Jill Biden said it was “so amazing” to see the Christmas tree atop the entrance to the East Wing when they returned Sunday night after spending the Thanksgiving holiday in Nantucket, Massachusetts.
“When Joe and I saw that last night, we were just, like, mesmerized,” she said.
The whimsical set of oversized decorations is meant to inspire the feelings of awe and wonder that put children on joyful edge during the holidays, White House aides said.
Throughout two public floors of the White House, the décor features several nods to the 200th anniversary of the publication of the poem and book commonly known as “'Twas the Night Before Christmas." (The official title is “A Visit from St. Nicholas.”)
The papier-mâché reindeer suspended in the foyer are “so cool,” she said. “It's like they're leaping from the storybook's pages. I don't know how you feel about it. I feel it's just breathtaking.”
The Library of Congress provided samples of editions of the book from the past 200 years that are on display in protective cases along the ground floor corridor. The traditional gingerbread White House includes a large sugar cookie replica of the book opened to a page that says “Merry Christmas to all, and to all a good night.” Santa's sleigh and reindeer also fly above the cookie White House.
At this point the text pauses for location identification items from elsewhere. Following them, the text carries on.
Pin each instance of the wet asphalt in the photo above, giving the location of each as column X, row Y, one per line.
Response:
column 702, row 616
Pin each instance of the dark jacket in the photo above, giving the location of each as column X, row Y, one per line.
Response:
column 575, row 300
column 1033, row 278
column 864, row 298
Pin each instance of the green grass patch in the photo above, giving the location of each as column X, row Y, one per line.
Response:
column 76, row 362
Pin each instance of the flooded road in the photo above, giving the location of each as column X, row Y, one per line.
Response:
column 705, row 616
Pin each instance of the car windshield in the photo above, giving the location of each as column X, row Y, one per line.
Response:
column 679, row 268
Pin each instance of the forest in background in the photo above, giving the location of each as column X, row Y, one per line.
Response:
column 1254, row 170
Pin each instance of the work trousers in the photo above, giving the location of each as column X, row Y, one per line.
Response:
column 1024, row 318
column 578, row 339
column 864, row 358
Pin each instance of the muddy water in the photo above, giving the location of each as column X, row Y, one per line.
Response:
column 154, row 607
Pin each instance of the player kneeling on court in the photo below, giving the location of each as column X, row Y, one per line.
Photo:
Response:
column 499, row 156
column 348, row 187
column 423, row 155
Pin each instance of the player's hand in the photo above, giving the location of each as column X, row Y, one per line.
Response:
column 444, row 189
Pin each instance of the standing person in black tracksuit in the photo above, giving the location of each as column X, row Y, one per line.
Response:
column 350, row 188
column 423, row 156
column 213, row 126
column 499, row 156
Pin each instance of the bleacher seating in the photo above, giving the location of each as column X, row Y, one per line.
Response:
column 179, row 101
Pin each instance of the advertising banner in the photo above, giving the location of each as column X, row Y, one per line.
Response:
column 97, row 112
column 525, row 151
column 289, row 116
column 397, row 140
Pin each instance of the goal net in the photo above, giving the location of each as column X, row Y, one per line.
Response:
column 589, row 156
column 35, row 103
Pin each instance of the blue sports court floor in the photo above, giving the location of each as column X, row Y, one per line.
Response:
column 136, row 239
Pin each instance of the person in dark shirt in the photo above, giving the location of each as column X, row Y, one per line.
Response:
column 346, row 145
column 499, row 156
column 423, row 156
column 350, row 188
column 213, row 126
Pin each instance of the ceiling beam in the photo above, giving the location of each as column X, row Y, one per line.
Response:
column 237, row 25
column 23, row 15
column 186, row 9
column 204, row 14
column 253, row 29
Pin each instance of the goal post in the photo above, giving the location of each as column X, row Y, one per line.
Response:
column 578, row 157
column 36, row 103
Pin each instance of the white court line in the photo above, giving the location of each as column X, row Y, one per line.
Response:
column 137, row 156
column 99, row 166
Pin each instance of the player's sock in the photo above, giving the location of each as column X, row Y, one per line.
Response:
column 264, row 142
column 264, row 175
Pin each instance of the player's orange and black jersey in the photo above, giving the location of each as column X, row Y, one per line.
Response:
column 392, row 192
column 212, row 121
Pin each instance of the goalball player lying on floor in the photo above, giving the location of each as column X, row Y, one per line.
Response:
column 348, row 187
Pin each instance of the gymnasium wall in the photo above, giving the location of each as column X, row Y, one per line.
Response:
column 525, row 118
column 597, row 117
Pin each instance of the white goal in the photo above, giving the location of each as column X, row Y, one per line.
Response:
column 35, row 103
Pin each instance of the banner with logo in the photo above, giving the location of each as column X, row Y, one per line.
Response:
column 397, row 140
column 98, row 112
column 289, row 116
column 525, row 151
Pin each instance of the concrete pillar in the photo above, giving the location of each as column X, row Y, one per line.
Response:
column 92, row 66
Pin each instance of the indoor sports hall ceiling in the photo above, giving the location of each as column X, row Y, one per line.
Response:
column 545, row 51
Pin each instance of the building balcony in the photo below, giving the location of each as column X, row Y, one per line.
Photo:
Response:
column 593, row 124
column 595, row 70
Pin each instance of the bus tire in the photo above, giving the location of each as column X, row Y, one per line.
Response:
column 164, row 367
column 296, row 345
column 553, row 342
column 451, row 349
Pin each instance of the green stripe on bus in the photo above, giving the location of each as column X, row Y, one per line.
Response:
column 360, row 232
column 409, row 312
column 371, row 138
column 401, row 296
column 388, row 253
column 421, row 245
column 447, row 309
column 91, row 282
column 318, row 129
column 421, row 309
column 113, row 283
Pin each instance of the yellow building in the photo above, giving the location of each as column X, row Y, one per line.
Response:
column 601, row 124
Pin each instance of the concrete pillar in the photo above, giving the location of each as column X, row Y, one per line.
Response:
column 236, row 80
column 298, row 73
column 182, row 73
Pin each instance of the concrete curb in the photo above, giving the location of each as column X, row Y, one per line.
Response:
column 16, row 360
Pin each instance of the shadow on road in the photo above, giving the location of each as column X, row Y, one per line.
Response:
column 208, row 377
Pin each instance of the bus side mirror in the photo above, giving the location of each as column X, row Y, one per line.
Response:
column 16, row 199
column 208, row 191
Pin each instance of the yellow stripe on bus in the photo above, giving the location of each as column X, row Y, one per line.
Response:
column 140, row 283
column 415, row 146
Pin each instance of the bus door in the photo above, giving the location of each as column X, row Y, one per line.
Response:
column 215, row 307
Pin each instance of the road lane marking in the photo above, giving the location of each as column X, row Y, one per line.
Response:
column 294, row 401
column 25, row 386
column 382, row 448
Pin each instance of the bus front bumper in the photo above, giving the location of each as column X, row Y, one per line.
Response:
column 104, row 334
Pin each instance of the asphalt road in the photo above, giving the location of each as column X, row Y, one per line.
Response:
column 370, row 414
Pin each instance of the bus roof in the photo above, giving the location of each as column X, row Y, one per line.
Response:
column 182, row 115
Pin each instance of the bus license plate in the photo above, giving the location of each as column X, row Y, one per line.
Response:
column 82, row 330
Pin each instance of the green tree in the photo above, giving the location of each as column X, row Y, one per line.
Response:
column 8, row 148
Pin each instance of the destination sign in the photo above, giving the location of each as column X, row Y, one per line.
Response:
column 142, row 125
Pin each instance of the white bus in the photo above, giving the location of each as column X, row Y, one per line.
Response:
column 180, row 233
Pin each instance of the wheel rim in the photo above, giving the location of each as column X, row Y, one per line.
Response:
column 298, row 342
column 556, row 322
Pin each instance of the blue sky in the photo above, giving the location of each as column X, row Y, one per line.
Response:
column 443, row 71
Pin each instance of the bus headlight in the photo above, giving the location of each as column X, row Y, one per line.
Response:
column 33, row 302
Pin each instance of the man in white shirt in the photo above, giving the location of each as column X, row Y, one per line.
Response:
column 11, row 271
On Wednesday, the first lady will unveil a holiday ice rink on the White House lawn. The White House did not release information about how the rink will be used.
National Guard families, who joined the first lady as part of her Joining Forces initiative to support military families, were among the first members of the public to see the decorations. Children of these and other military families were also treated to a performance by the cast of the North American tour of the Disney musical “Frozen.”
One of the first Christmas trees visitors see after entering the White House is decorated with wooden gold star ornaments engraved with the names of fallen service members.
The official White House Christmas tree, an 18.5-foot-tall (5.6-meter-tall) Fraser fir, stands in its usual place in the Blue Room. The massive tree highlights cheerful scenes, landscapes and neighborhoods from across the country. A toy train runs around its base.
The State Dining Room has been transformed into Santa's workshop, with elves' workbenches, stools and ladders circling Christmas trees, and tools and gifts-in-progress rounding out the décor.
The dining room is the customary stage for the gingerbread White House, which was assembled using 40 sheets of sugar cookie dough for the book and 40 sheets of gingerbread dough for the house, 90 pounds (41 kilograms) of pastillage, a cake decorating paste, 30 pounds (14 kilograms) of chocolate and 50 pounds (23 kilograms) of royal icing.
The library honors the tradition of bedtime stories with dangling golden moons and shimmering stars; the China Room has been turned into a sweet shop featuring baked goodies, and the Vermeil Room celebrates music with a display of rotating big Marine Band figurines with trumpets.
Glowing candles and stained glass in the Green Room celebrate faith, and holiday craft-making is the theme in the Red Room, where a tradition of featuring cranberries continues.
The official White House Menorah is on display in the Cross Hall connecting the State Dining Room and the East Room, which is decorated with trees and various advent calendars.
The décor also features likenesses of family cat Willow and dog Commander, who was recently sent away after multiple incidents of biting Secret Service personnel.
Ninety-eight Christmas trees, nearly 34,000 ornaments, over 22,000 bells and more than 350 candles were used in the décor, according to the White House. Nearly 142,500 lights illuminate trees, garlands, wreaths and other displays, and nearly 15,000 feet (4,600 meters) of ribbon are part of it all.
Seventy-two wreaths sporting red ribbons adorn the north and south exteriors of the building.
Some 300 volunteer decorators and designers spent a few days last week gathering decorations from a warehouse. They spent Friday, Saturday and Sunday putting the decorations in their proper places.